Gallo enfatiza a necessidade de buscar informações sobre os profissionais de saúde, verificando se possuem registro válido e ativo nos órgãos competentes. Ele adverte contra a tentação de promessas milagrosas, especialmente aquelas veiculadas nas redes sociais, destacando a importância de consultar os sites dos Conselhos Regionais de Medicina ou do CFM para se certificar da legitimidade dos profissionais.
Em casos de irregularidades, a recomendação é denunciar tanto na polícia quanto nos conselhos de medicina. Isso permite não apenas a abertura de investigações criminais, mas também a instauração de processos administrativos e o encaminhamento adequado para os órgãos competentes.

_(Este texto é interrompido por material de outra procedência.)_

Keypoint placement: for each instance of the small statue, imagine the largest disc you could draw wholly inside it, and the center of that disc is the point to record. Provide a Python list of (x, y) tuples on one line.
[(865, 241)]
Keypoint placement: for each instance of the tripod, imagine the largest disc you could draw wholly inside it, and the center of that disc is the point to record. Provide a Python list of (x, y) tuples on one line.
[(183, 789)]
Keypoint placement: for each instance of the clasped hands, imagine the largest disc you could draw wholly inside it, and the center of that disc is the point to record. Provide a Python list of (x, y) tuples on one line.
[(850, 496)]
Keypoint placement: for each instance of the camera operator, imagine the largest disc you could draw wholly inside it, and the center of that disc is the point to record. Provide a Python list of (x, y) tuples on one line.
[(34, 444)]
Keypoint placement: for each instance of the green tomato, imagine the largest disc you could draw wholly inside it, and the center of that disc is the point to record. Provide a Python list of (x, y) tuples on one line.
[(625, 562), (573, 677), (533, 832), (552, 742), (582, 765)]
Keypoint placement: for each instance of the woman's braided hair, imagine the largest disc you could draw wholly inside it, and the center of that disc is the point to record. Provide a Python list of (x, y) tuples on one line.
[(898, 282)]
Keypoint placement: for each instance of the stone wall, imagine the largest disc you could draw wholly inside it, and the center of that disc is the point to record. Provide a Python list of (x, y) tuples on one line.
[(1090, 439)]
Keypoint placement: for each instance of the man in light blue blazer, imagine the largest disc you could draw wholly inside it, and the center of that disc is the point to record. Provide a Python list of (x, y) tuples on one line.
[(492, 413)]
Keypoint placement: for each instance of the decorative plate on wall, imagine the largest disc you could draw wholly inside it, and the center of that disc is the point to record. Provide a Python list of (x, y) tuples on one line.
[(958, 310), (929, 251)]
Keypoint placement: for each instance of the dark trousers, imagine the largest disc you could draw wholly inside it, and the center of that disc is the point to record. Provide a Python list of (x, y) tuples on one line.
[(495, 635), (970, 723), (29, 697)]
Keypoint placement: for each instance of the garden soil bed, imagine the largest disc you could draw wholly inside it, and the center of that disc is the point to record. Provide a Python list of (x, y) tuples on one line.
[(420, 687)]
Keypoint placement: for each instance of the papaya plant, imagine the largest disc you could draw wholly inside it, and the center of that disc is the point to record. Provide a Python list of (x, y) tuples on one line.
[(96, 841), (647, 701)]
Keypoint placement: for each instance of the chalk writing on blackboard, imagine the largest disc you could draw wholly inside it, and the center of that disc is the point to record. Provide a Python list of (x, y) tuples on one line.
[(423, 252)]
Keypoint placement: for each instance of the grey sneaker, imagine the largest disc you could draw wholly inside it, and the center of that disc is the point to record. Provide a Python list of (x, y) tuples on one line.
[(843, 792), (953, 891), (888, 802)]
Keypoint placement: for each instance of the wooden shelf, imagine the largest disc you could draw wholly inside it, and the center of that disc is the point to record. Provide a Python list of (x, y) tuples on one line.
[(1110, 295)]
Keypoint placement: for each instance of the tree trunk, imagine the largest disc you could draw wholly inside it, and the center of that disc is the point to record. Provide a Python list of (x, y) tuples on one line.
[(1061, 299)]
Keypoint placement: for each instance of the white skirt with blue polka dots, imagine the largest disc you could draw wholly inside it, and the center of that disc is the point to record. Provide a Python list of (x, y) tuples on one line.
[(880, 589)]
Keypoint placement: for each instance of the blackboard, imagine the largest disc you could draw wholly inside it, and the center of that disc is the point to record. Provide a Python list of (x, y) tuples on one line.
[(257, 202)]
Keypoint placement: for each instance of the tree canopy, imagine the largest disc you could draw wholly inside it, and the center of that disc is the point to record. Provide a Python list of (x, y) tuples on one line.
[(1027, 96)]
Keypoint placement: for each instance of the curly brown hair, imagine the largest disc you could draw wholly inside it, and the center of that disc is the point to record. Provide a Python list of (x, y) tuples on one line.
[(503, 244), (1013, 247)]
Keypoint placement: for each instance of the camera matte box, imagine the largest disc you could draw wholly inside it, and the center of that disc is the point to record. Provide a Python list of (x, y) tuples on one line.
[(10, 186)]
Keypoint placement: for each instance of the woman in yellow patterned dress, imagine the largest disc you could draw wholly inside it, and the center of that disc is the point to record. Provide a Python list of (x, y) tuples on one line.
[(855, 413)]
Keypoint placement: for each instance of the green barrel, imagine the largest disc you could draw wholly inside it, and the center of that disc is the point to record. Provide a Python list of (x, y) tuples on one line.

O CFM destaca alguns casos emblemáticos que ilustram a gravidade do problema. Desde dentistas que ministravam cursos proibidos até casos de lesões corporais graves em clínicas de estética, essas ocorrências reforçam a necessidade urgente de enfrentar o exercício ilegal da medicina.
Diante do panorama preocupante, é imperativo que tanto as autoridades quanto a sociedade civil estejam vigilantes e atuem de forma coordenada para combater esse tipo de crime. Somente com esforços conjuntos e medidas eficazes será possível garantir a segurança e a integridade dos pacientes, preservando a ética e a qualidade dos serviços de saúde no Brasil.